The 2005 Fridtjof Nansen Medal is awarded to Doron Nof in recognition of his fundamental contributions to the understanding of the movement of fluids within the ocean and its relationship to the interaction with the atmosphere above.
Professor Doron Nof is awarded the 2005 Nansen Medal in recognition of his fundamental contributions to the understanding of the movement of fluids within the ocean and its relationship to the interaction with the atmosphere above. With a pioneering and innovative view, Professor Nof always considered the dynamics of the ocean to lie at the heart of global change issues. His early research included studies of flows through straits and passages, boundary current dynamics, upwelling in coastal regions, the dynamics of eddies in the upper and deep ocean, equatorial dynamics, general circulation problems, and cross-equatorial flows. From the early 80’s, by successfully using a variety of complementary approaches, ranging from experimental work to theoretical and numerical modelling, Professor Nof made seminal contributions to the underlying processes shaping the ocean. He identified new physical mechanisms for mesoscale eddy formation and their evolution and interactions with large scale currents.

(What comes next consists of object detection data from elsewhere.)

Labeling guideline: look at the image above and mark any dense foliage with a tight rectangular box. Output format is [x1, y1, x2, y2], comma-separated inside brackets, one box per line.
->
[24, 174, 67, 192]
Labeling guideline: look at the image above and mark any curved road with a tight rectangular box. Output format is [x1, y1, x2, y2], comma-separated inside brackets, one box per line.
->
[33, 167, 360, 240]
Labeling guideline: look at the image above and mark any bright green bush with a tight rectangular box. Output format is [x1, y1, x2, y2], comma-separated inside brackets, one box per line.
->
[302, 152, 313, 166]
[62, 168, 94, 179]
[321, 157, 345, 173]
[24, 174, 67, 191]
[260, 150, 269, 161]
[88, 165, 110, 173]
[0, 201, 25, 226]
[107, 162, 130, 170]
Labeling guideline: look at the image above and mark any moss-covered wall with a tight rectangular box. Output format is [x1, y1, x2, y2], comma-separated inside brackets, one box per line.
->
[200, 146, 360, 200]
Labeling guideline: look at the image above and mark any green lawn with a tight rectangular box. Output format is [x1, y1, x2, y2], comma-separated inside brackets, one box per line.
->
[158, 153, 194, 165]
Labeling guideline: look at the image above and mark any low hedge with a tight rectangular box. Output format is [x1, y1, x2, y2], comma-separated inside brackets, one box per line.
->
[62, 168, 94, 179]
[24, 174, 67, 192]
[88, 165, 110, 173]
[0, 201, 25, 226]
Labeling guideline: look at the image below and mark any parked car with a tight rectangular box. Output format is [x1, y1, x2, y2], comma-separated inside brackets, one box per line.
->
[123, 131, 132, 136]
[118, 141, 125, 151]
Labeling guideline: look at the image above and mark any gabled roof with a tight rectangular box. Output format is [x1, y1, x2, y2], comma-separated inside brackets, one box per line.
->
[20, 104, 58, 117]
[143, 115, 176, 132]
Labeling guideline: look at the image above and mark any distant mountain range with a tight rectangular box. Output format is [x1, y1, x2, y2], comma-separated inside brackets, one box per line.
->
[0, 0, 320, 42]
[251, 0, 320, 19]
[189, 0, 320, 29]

He provided a new dynamical explanation of the parting of the Red Sea, during the Israelites’ exodus from Egypt, based on the effects of winds and currents. Recently he also showed that the Three Gorges Dam in China may produce large-scale convection in the Japan Sea and increased air temperatures over Japan.
Professor Nof is an outstanding physical oceanographer who has advanced global fluid dynamics problems with remarkable intuition and elegance and great practical know-how.